Als meine Eltern ihren 50. Hochzeitstag feierten, beschlossen wir fünf Kinder, uns bei Vater und Mutter für etwas Bestimmtes zu bedanken, ohne uns vorher abzusprechen. Interessanterweise dankten wir, alle fünf, unserer Mutter für ihre Gebete, und alle fünf von uns dankten unserem Vater dafür, dass er unsere Familienandacht am Sonntagabend geleitet hatte. Mein Bruder sagte: »Papa, die schönste Erinnerung, die ich habe, sind die Tränen, die über dein Gesicht liefen, während du uns am Sonntagabend aus der Pilgerreisevorgelesen und erklärt hast, wie der Heilige Geist die Gläubigen führt. Als ich drei Jahre alt war, hat Gott dich in einer Familienandacht dazu gebraucht, mich davon zu überzeugen, dass das Christentum etwas Echtes ist. Wie weit ich mich später auch verirrt haben mag – ich konnte die Echtheit des Christentums nie ernsthaft in Frage stellen, und dafür möchte ich dir danken.«
Wollen wir erleben, dass der Herr unsere Kinder erweckt und errettet?

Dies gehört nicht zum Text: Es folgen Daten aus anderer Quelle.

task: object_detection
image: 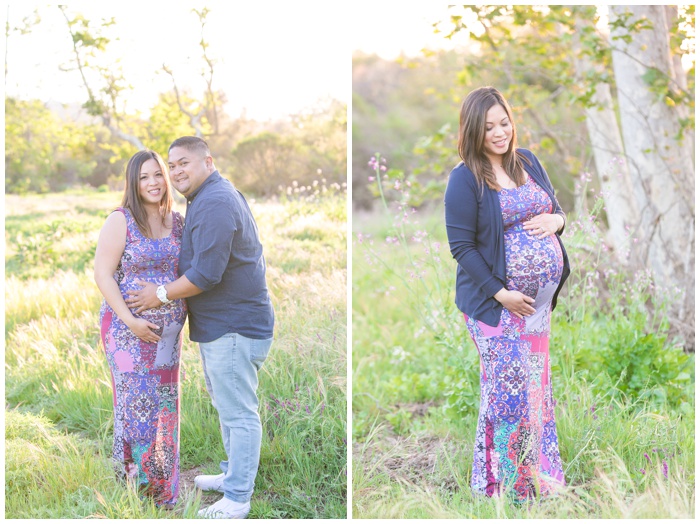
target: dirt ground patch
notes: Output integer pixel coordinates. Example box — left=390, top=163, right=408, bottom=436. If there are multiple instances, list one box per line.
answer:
left=180, top=466, right=222, bottom=508
left=353, top=402, right=467, bottom=490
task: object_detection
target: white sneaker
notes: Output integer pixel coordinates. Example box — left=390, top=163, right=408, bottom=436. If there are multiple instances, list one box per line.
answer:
left=194, top=473, right=224, bottom=493
left=197, top=497, right=250, bottom=519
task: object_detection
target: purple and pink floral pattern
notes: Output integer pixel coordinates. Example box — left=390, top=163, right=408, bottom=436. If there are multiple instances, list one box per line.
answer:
left=465, top=176, right=564, bottom=502
left=100, top=208, right=187, bottom=505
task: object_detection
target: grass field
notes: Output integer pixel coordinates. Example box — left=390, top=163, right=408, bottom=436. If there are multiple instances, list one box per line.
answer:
left=5, top=188, right=347, bottom=518
left=352, top=206, right=695, bottom=518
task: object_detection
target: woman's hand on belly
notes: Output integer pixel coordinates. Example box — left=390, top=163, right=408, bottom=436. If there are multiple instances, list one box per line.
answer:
left=523, top=213, right=564, bottom=238
left=493, top=288, right=535, bottom=318
left=128, top=317, right=161, bottom=343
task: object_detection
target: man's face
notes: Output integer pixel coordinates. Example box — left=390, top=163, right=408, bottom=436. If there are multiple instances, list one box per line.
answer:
left=168, top=147, right=213, bottom=196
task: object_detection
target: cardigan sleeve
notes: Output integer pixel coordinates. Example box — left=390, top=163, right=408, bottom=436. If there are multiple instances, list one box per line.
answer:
left=445, top=166, right=504, bottom=297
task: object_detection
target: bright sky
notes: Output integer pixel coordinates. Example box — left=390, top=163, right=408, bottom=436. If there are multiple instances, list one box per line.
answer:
left=352, top=1, right=466, bottom=59
left=2, top=0, right=351, bottom=120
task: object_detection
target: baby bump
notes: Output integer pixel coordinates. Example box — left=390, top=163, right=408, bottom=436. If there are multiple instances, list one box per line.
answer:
left=119, top=279, right=187, bottom=335
left=505, top=230, right=564, bottom=307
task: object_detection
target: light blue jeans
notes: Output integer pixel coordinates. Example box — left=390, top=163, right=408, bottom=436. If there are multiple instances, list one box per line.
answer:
left=199, top=333, right=272, bottom=502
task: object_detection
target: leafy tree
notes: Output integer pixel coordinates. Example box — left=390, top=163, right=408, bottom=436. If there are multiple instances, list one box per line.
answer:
left=5, top=98, right=95, bottom=193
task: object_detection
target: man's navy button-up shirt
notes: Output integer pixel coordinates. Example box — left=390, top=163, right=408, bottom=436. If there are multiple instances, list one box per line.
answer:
left=178, top=171, right=274, bottom=342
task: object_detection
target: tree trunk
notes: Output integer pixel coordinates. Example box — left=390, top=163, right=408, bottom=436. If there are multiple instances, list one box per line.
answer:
left=610, top=6, right=695, bottom=346
left=572, top=6, right=639, bottom=264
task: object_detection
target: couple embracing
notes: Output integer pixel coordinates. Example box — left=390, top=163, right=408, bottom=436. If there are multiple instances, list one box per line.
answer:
left=95, top=136, right=274, bottom=518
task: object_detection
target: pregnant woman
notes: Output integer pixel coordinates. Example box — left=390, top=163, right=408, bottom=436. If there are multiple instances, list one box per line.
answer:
left=95, top=150, right=186, bottom=508
left=445, top=87, right=569, bottom=502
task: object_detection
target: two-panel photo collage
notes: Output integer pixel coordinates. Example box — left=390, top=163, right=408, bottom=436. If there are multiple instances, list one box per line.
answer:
left=5, top=0, right=696, bottom=520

Dann sollten wir uns daran erinnern, dass Gott oft die Wiederherstellung der Familienandacht dazu benutzt, eine Erweckung in der Gemeinde zu bewirken. Zum Beispiel verpflichtete sich die puritanische Gemeinde von Dorchester, Massachusetts, im Jahre 1677, ihr Familienleben nach der biblischen Lehre auszurichten und gewissenhaft darauf zu achten, in ihren Häusern Gott anzubeten und Ihn in der Ausübung aller ihrer Verpflichtungen zu verherrlichen. Vor allem aber sollten sie ihre Kinder in der Furcht Gottes erziehen und sie lehren und ermahnen, die Wege des Herrn zu bewahren.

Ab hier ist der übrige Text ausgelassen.